CREATE MODEL conversational_model
PREDICT answer
USING
    engine = 'langchain',
    openai_api_key = 'YOUR_OPENAI_API_KEY',
    model_name = 'gpt-4',
    mode = 'conversational',
    user_column = 'question',
    assistant_column = 'answer',
    prompt_template = 'Answer the user input in a helpful way',
    max_tokens = 100,
    temperature = 0,
    verbose = true;

To verify the model is active:

DESCRIBE conversational_model;

Step 3: Add Skills to Your AI Agent

3.1: Text-to-SQL Skill for Structured Data

Connect MindsDB to your PostgreSQL database:

CREATE DATABASE datasource
WITH ENGINE = "postgres",
PARAMETERS = {
    "user": "demo_user",
    "password": "demo_password",
    "host": "samples.mindsdb.com",
    "port": "5432",
    "database": "demo",
    "schema": "demo_data"
};

Define a skill for querying this data:

CREATE SKILL text2sql_skill
USING
    type = 'text2sql',
    database = 'datasource',
    tables = ['house_sales'],
    description = 'Contains US house sales data from 2007 to 2015';

3.2: Knowledge Base Skill for PDFs

Step 1: Create an embedding model:

CREATE MODEL embedding_model_hf
PREDICT embedding
USING
    engine = 'langchain_embedding',
    class = 'HuggingFaceEmbeddings',
    input_columns = ["content"];

Step 2: Create a knowledge base:

CREATE KNOWLEDGE BASE my_knowledge_base
USING
    model = embedding_model_hf;

Step 3: Insert PDF content:

INSERT INTO my_knowledge_base
SELECT * FROM files.my_file_name;

Step 4: Create a skill linked to the knowledge base:

CREATE SKILL kb_skill
USING
    type = 'knowledge_base',
    source = 'my_knowledge_base',
    description = 'PDF report with analysis on house pricing trends';

Step 4: Create the AI Agent

Now, connect the conversational model with the two skills.

CREATE AGENT ai_agent
USING
    model = 'conversational_model',
    skills = ['text2sql_skill', 'kb_skill'];

Test the agent:

SELECT question, answer
FROM ai_agent
WHERE question = 'How many houses were sold in 2015?';

Optional: Deploy the Agent to Slack

CREATE DATABASE mindsdb_slack
WITH ENGINE = 'slack',
PARAMETERS = {
    "token": "xoxb-xxx",
    "app_token": "xapp-xxx"
};

CREATE CHATBOT ai_chatbot
USING
    database = 'mindsdb_slack',
    agent = 'ai_agent';

Your AI agent is now live on Slack and can be interacted with directly by your team.
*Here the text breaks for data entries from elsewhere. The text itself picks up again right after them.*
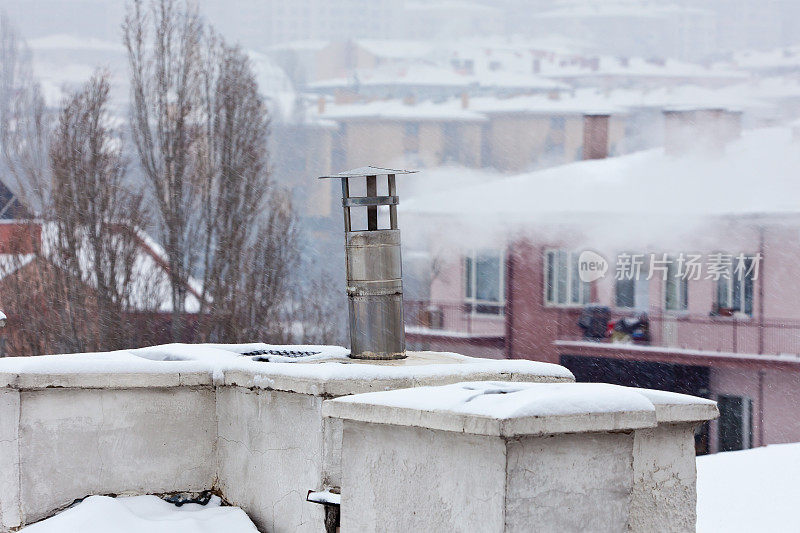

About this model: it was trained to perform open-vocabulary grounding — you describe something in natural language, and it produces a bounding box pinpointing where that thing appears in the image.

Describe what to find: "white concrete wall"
[629,423,697,533]
[217,387,324,533]
[0,389,22,531]
[7,387,217,525]
[505,432,633,532]
[341,420,506,533]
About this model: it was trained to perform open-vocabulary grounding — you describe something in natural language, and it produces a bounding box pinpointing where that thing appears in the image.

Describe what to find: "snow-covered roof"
[356,39,433,60]
[533,0,713,19]
[400,128,800,221]
[323,381,718,437]
[731,46,800,70]
[316,100,486,122]
[0,343,574,396]
[25,496,258,533]
[697,443,800,533]
[541,56,748,80]
[307,64,475,89]
[28,33,125,54]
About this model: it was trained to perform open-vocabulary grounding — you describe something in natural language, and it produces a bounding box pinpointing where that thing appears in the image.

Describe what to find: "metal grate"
[242,350,322,358]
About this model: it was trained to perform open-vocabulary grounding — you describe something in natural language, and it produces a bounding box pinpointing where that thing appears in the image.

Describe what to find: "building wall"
[483,113,583,172]
[342,121,405,170]
[710,368,800,452]
[339,119,481,168]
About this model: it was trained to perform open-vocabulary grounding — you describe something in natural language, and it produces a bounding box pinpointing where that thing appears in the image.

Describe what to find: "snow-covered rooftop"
[400,128,800,222]
[323,381,717,437]
[0,343,574,395]
[309,100,486,122]
[697,443,800,533]
[23,496,258,533]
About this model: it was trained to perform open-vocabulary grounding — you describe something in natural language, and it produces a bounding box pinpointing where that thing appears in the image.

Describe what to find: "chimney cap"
[319,166,417,180]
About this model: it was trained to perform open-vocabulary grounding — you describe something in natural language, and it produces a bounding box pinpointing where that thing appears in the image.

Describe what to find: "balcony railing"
[557,309,800,355]
[404,300,505,337]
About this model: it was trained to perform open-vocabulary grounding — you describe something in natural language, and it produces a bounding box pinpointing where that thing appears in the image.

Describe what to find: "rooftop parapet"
[323,382,718,532]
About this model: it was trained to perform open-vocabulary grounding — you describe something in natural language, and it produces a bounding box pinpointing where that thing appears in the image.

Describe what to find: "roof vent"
[322,167,412,359]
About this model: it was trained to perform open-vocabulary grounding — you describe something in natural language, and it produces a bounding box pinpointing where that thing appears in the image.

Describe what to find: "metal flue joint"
[322,167,412,359]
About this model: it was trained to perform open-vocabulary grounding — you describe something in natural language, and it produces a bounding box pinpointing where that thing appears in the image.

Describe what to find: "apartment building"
[404,110,800,453]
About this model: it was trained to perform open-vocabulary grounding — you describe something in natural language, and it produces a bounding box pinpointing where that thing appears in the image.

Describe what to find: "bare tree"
[0,73,163,355]
[45,73,153,349]
[123,0,203,339]
[0,14,50,212]
[195,39,297,341]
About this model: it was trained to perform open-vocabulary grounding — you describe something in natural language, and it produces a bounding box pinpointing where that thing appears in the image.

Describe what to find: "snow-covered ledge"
[0,344,574,532]
[323,382,718,532]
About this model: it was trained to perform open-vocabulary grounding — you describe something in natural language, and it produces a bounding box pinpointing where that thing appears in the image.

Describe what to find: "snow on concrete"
[697,443,800,533]
[0,343,574,392]
[330,381,655,419]
[22,496,258,533]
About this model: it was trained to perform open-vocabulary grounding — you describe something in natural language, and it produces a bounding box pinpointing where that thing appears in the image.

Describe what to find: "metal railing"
[557,310,800,355]
[404,300,505,336]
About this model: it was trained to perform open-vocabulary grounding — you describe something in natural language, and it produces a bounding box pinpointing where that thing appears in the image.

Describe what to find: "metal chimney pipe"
[320,167,413,359]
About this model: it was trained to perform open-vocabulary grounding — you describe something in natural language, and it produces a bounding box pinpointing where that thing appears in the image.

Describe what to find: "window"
[464,251,505,315]
[615,277,650,311]
[614,252,650,311]
[715,255,755,315]
[544,250,591,305]
[717,395,753,452]
[664,257,689,311]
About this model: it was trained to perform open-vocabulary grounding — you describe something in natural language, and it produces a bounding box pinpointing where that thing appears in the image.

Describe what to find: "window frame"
[714,254,756,317]
[463,249,506,317]
[717,394,754,452]
[542,248,592,309]
[663,255,689,313]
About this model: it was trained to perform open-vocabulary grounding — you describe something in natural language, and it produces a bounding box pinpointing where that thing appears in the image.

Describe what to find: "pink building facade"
[406,219,800,453]
[406,114,800,453]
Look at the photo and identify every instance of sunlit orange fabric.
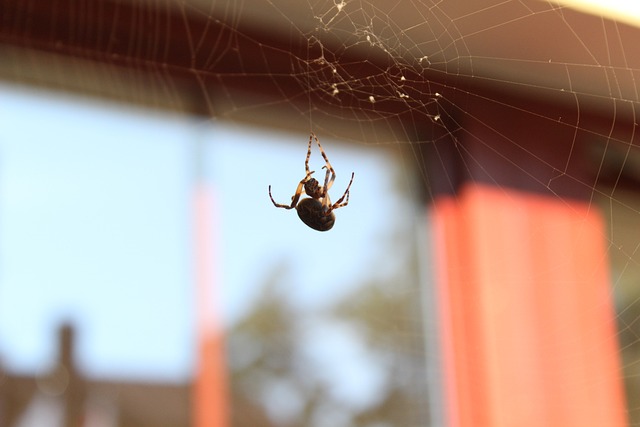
[192,185,229,427]
[432,184,626,427]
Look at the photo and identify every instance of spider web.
[0,0,640,426]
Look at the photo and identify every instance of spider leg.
[304,132,317,177]
[309,133,336,191]
[269,171,315,209]
[326,172,354,215]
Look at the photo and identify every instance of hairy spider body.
[296,197,336,231]
[269,132,354,231]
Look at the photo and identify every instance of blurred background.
[0,0,640,427]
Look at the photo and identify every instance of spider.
[269,132,353,231]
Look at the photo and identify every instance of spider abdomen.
[296,197,336,231]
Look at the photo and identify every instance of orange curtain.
[192,183,229,427]
[432,183,626,427]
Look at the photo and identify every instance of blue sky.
[0,85,409,379]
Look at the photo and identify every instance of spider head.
[304,178,323,199]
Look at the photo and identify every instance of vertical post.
[193,135,228,427]
[430,98,626,427]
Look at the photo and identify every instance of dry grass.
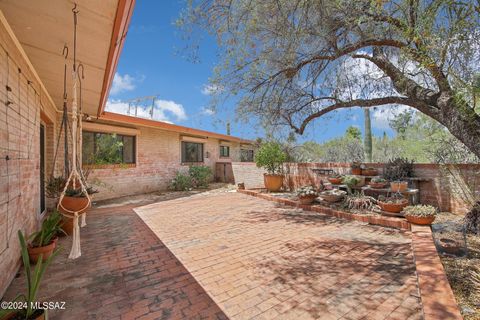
[438,214,480,320]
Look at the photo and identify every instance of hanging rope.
[57,4,91,259]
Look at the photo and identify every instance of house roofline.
[97,0,135,117]
[99,111,253,144]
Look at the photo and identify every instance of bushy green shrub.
[188,166,213,188]
[169,171,193,191]
[255,142,287,174]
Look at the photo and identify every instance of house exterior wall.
[0,16,56,297]
[84,127,244,201]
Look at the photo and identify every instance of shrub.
[255,142,287,174]
[188,166,213,188]
[169,171,193,191]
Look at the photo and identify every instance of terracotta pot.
[362,169,378,176]
[390,182,408,192]
[405,215,435,225]
[378,200,408,213]
[369,181,387,189]
[60,196,90,215]
[328,178,342,184]
[298,195,317,204]
[263,173,283,192]
[27,238,58,263]
[352,168,362,176]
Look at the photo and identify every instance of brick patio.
[135,193,422,319]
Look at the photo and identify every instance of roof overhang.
[0,0,135,116]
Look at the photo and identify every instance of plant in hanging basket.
[28,210,65,262]
[403,204,437,225]
[327,174,343,184]
[0,230,59,320]
[369,177,388,189]
[295,186,318,204]
[378,193,408,213]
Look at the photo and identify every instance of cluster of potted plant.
[255,142,287,192]
[296,186,318,204]
[377,193,408,213]
[0,230,59,320]
[403,204,437,225]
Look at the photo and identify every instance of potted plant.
[320,189,347,202]
[369,177,388,189]
[255,142,287,192]
[327,174,343,184]
[0,230,58,320]
[350,161,362,176]
[362,167,378,176]
[390,180,408,192]
[296,186,318,204]
[27,210,64,262]
[403,204,437,225]
[377,194,408,213]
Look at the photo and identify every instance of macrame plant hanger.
[57,4,91,259]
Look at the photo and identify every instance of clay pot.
[352,168,362,176]
[405,215,435,225]
[378,199,408,213]
[59,196,90,215]
[298,195,317,204]
[27,238,58,263]
[263,173,283,192]
[362,169,378,176]
[328,178,342,184]
[390,182,408,192]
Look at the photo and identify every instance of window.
[182,141,203,162]
[220,146,230,158]
[82,131,135,165]
[240,149,253,162]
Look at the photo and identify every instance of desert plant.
[0,230,59,319]
[28,210,65,247]
[255,142,287,174]
[295,186,318,198]
[169,171,192,191]
[383,158,414,181]
[403,204,437,217]
[188,166,213,188]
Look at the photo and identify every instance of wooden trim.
[100,111,252,143]
[97,0,135,117]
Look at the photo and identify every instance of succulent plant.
[403,204,437,217]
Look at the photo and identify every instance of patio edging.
[237,190,463,320]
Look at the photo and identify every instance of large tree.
[179,0,480,156]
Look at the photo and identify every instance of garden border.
[237,189,463,320]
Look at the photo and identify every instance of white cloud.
[371,104,412,129]
[105,99,187,123]
[110,72,136,95]
[201,84,223,96]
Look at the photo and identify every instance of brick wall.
[88,127,244,201]
[0,16,59,297]
[233,163,480,214]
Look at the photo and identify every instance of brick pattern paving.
[4,204,226,320]
[135,193,423,320]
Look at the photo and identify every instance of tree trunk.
[363,108,372,162]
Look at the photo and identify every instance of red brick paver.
[135,193,423,320]
[4,207,226,320]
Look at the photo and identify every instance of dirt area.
[432,213,480,320]
[93,183,235,208]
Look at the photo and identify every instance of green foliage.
[0,230,59,319]
[255,142,287,174]
[28,210,65,247]
[188,166,213,188]
[169,171,193,191]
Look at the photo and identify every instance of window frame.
[82,130,137,168]
[180,141,205,164]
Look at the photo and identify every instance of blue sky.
[107,1,400,142]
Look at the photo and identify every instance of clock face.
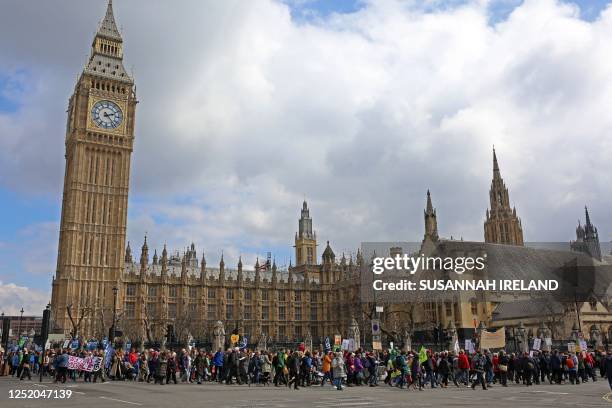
[91,101,123,129]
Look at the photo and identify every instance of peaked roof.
[96,0,123,41]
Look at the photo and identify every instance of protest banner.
[532,338,542,351]
[68,356,102,372]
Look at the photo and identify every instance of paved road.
[0,377,612,408]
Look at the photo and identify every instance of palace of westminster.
[51,0,612,344]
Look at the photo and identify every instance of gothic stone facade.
[51,2,137,332]
[119,231,361,342]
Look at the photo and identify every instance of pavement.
[0,377,612,408]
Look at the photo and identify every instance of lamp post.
[0,312,8,353]
[17,307,23,343]
[39,303,51,382]
[109,286,119,343]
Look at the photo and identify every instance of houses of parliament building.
[51,0,612,341]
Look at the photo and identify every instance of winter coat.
[332,357,346,378]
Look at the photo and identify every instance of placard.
[532,338,542,351]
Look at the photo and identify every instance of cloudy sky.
[0,0,612,314]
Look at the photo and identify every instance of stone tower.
[570,206,601,261]
[423,190,438,242]
[484,149,523,246]
[51,0,137,335]
[295,200,317,266]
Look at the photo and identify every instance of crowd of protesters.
[0,347,612,390]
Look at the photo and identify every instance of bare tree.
[66,303,91,339]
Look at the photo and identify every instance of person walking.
[472,351,487,390]
[332,351,346,391]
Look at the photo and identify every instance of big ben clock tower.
[51,0,137,336]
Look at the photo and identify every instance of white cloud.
[0,0,612,278]
[0,281,51,316]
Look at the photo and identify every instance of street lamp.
[0,312,8,352]
[17,307,23,342]
[109,286,119,343]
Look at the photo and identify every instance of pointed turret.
[238,255,244,282]
[323,241,336,264]
[161,244,168,280]
[125,241,132,263]
[84,1,133,85]
[295,200,317,266]
[570,206,602,261]
[484,147,523,246]
[423,190,438,242]
[255,257,261,282]
[140,235,149,267]
[96,0,123,42]
[584,205,597,232]
[200,252,206,284]
[493,147,501,177]
[219,251,225,281]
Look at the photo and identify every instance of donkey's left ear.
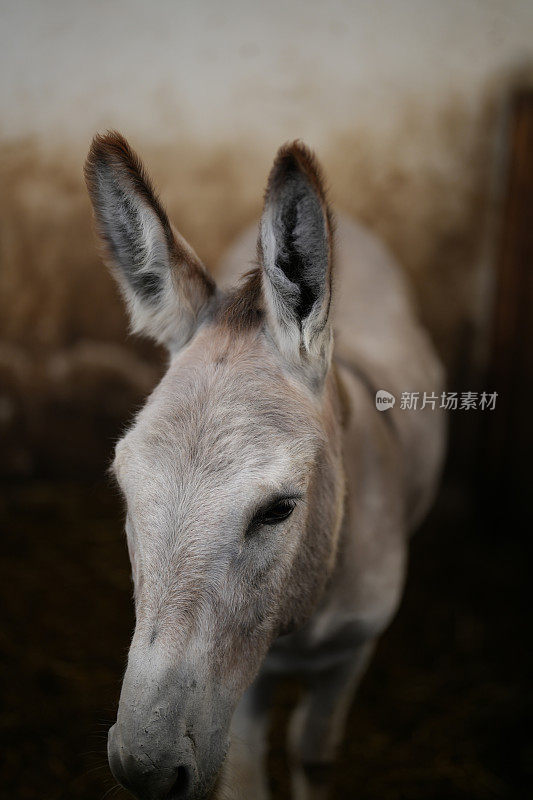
[258,142,332,371]
[85,132,215,351]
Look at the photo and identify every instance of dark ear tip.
[84,130,136,178]
[267,139,326,202]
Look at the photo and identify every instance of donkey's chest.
[264,615,368,673]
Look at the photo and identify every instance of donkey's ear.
[85,132,215,350]
[258,142,332,362]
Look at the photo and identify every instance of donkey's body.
[87,134,443,800]
[217,217,444,800]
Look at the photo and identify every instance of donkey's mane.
[217,267,264,332]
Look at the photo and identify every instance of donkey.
[85,132,444,800]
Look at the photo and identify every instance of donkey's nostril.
[165,767,191,800]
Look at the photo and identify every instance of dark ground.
[0,483,533,800]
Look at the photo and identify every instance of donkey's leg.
[289,639,376,800]
[217,674,275,800]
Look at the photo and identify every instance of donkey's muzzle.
[107,725,198,800]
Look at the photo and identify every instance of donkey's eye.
[252,497,296,527]
[260,498,296,525]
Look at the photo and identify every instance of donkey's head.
[86,134,343,800]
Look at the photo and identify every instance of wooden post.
[477,90,533,525]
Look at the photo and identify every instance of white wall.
[0,0,533,146]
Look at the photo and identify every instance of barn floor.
[0,483,533,800]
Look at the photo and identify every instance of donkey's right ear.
[85,132,215,351]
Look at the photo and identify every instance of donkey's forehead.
[115,326,320,485]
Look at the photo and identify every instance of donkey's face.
[86,134,343,800]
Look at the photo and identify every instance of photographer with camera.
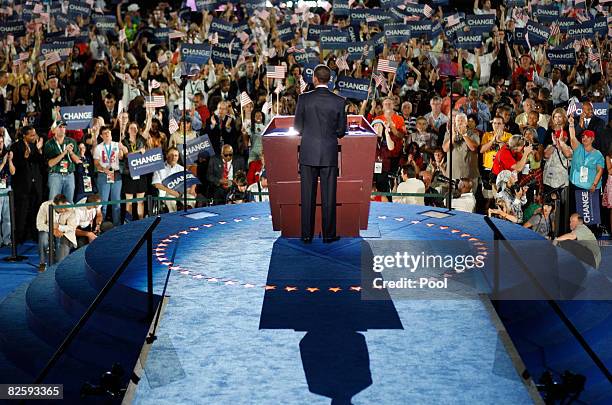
[442,112,480,191]
[480,116,512,210]
[491,135,533,176]
[488,170,529,224]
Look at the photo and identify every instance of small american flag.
[168,30,187,39]
[446,14,460,27]
[567,101,578,117]
[168,117,178,135]
[45,52,62,66]
[266,65,287,79]
[300,75,308,93]
[145,96,166,108]
[336,55,349,70]
[404,15,421,23]
[550,21,561,37]
[376,59,397,73]
[149,79,161,92]
[240,91,253,107]
[274,82,285,94]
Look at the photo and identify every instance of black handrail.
[484,217,612,383]
[34,216,161,384]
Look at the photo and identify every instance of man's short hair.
[314,65,331,84]
[53,194,68,205]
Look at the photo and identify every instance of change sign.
[60,105,93,130]
[546,49,576,66]
[525,20,550,45]
[181,44,212,65]
[319,30,350,49]
[94,15,117,34]
[162,172,202,193]
[336,76,370,100]
[384,23,410,44]
[128,148,164,177]
[179,135,215,164]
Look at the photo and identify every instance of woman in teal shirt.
[568,117,606,193]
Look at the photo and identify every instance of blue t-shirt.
[570,144,606,190]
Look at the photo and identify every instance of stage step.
[55,249,159,343]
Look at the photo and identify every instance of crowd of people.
[0,0,612,268]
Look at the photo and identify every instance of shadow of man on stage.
[259,239,403,405]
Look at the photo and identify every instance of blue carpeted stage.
[0,203,612,404]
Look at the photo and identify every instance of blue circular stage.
[79,203,538,404]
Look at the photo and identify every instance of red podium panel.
[263,115,376,238]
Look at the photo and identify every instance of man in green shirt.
[553,214,601,268]
[43,120,81,203]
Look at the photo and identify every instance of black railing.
[34,216,161,384]
[484,217,612,383]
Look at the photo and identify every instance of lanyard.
[102,143,113,166]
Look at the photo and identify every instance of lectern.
[263,115,376,238]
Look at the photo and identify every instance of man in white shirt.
[151,147,195,212]
[451,177,476,212]
[394,165,425,205]
[533,66,569,107]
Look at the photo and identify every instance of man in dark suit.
[206,144,246,204]
[294,65,346,243]
[575,101,612,156]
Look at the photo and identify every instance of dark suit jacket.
[206,155,246,186]
[574,115,610,156]
[293,87,346,166]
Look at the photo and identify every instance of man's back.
[294,87,346,166]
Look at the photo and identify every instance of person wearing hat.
[568,116,606,204]
[294,65,346,243]
[43,119,81,203]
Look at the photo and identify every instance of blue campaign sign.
[336,76,370,100]
[576,103,610,122]
[319,30,350,49]
[128,148,164,177]
[40,41,74,60]
[293,48,319,66]
[455,32,482,49]
[575,190,601,225]
[384,23,410,44]
[0,21,25,38]
[179,135,215,164]
[181,44,212,65]
[209,18,234,38]
[162,171,202,193]
[567,20,595,38]
[525,20,550,45]
[93,15,117,34]
[546,48,576,66]
[346,42,374,61]
[276,23,295,42]
[60,105,93,130]
[306,25,329,41]
[212,46,239,66]
[334,0,351,17]
[593,17,608,38]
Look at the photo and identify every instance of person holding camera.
[442,112,480,191]
[491,135,533,176]
[488,170,529,224]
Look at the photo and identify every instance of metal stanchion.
[47,204,54,266]
[4,190,27,262]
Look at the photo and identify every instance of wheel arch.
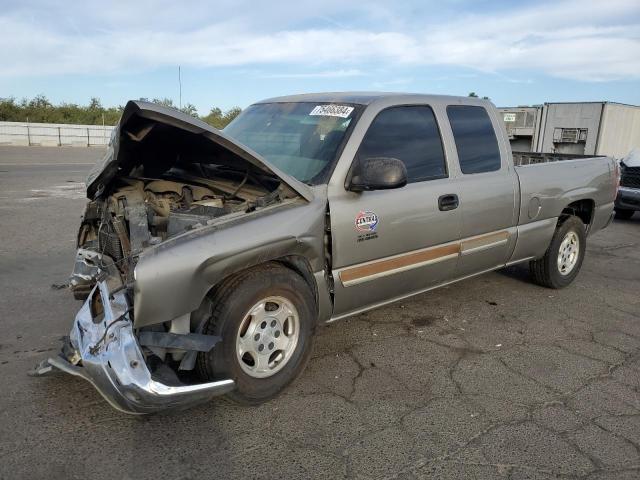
[558,198,596,231]
[202,255,326,321]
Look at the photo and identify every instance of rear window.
[447,105,500,174]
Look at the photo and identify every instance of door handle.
[438,193,460,212]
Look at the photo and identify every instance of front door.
[329,105,461,318]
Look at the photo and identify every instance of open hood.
[87,101,313,201]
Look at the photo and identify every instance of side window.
[447,105,500,173]
[358,106,447,183]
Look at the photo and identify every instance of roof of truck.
[256,92,478,105]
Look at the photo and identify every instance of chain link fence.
[0,122,114,147]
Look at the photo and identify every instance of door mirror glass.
[348,157,407,192]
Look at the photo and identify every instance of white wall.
[0,122,114,147]
[596,103,640,158]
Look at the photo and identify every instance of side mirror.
[347,157,407,192]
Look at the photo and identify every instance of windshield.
[224,103,357,185]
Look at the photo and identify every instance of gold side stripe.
[338,230,510,287]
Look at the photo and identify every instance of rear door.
[447,105,519,277]
[329,105,461,318]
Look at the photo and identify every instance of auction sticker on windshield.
[309,105,353,118]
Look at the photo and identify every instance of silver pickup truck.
[35,93,619,413]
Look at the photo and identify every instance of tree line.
[0,95,242,128]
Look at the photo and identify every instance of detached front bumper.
[35,281,235,414]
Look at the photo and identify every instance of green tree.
[0,94,242,128]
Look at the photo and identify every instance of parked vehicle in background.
[37,93,619,413]
[615,149,640,219]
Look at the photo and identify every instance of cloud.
[0,0,640,81]
[261,68,364,78]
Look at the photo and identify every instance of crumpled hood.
[86,100,313,201]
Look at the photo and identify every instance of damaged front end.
[34,102,311,414]
[36,268,234,414]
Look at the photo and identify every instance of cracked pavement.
[0,147,640,480]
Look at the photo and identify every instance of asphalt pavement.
[0,147,640,480]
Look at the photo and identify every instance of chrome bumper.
[35,281,235,414]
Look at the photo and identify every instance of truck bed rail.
[512,152,603,167]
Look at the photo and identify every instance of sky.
[0,0,640,115]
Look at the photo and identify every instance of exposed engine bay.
[71,172,279,299]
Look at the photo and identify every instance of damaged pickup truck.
[36,93,619,414]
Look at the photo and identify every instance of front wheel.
[529,217,587,288]
[197,264,316,404]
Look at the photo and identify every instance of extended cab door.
[329,105,461,318]
[447,105,520,278]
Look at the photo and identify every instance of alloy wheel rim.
[236,296,300,378]
[558,231,580,275]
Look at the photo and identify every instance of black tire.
[196,263,317,405]
[529,216,587,289]
[616,208,636,220]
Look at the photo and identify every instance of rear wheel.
[197,264,316,404]
[616,208,636,220]
[529,217,587,288]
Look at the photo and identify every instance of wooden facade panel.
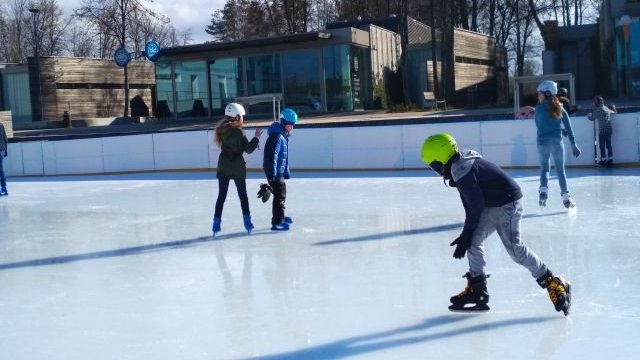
[40,57,155,84]
[453,30,495,60]
[45,89,152,119]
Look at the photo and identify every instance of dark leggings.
[214,177,251,218]
[598,134,613,160]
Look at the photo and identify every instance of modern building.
[156,18,507,120]
[545,0,640,99]
[0,57,155,129]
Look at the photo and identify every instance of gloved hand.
[449,231,472,259]
[571,144,582,157]
[258,184,273,202]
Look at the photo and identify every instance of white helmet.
[538,80,558,95]
[224,103,246,117]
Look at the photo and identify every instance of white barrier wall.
[5,113,640,176]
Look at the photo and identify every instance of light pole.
[29,7,44,121]
[620,15,632,98]
[29,8,40,57]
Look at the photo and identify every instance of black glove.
[449,231,472,259]
[258,184,273,202]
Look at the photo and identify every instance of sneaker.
[537,271,571,316]
[562,192,576,209]
[271,222,289,231]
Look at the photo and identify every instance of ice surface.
[0,169,640,360]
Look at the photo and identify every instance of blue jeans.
[538,138,569,194]
[0,152,7,190]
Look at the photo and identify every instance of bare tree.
[74,0,170,116]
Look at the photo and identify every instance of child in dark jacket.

Automating Knowledge Base Updates

To refresh your knowledge base regularly:

CREATE JOB update_kb_hourly AS (
    INSERT INTO my_knowledge_base (
        SELECT * FROM data_source WHERE id > LAST
    )
) EVERY hour;

Example Questions You Can Ask

  • "How many houses were sold in California in 2012?"
  • "Summarize the key insights from the PDF report."
  • "What is the average price of houses sold per state in 2015?"

Use Cases

  • Internal AI assistants for querying data systems
  • Customer support bots with product manuals in PDF format
  • AI dashboards for real-time analytics and summaries
  • Slack bots that act as knowledge agents for your team

SEO Keywords (Technical)

  • Build AI agent with MindsDB
  • Natural language to SQL chatbot
  • LangChain agent integration
  • RAG PDF chatbot with SQL
  • PostgreSQL GPT chatbot
  • Hugging Face Embeddings MindsDB
  • MindsDB Slack integration
  • Enterprise LLM agent orchestration

Conclusion

By combining MindsDB with OpenAI or Hugging Face models, you can rapidly develop intelligent agents that understand both structured and unstructured data sources. With just a few SQL-like commands, we’ve created an end-to-end AI workflow that can be deployed across business-critical applications.

For enterprise use cases, this stack scales well for document understanding, sales analytics, research summarization, and beyond.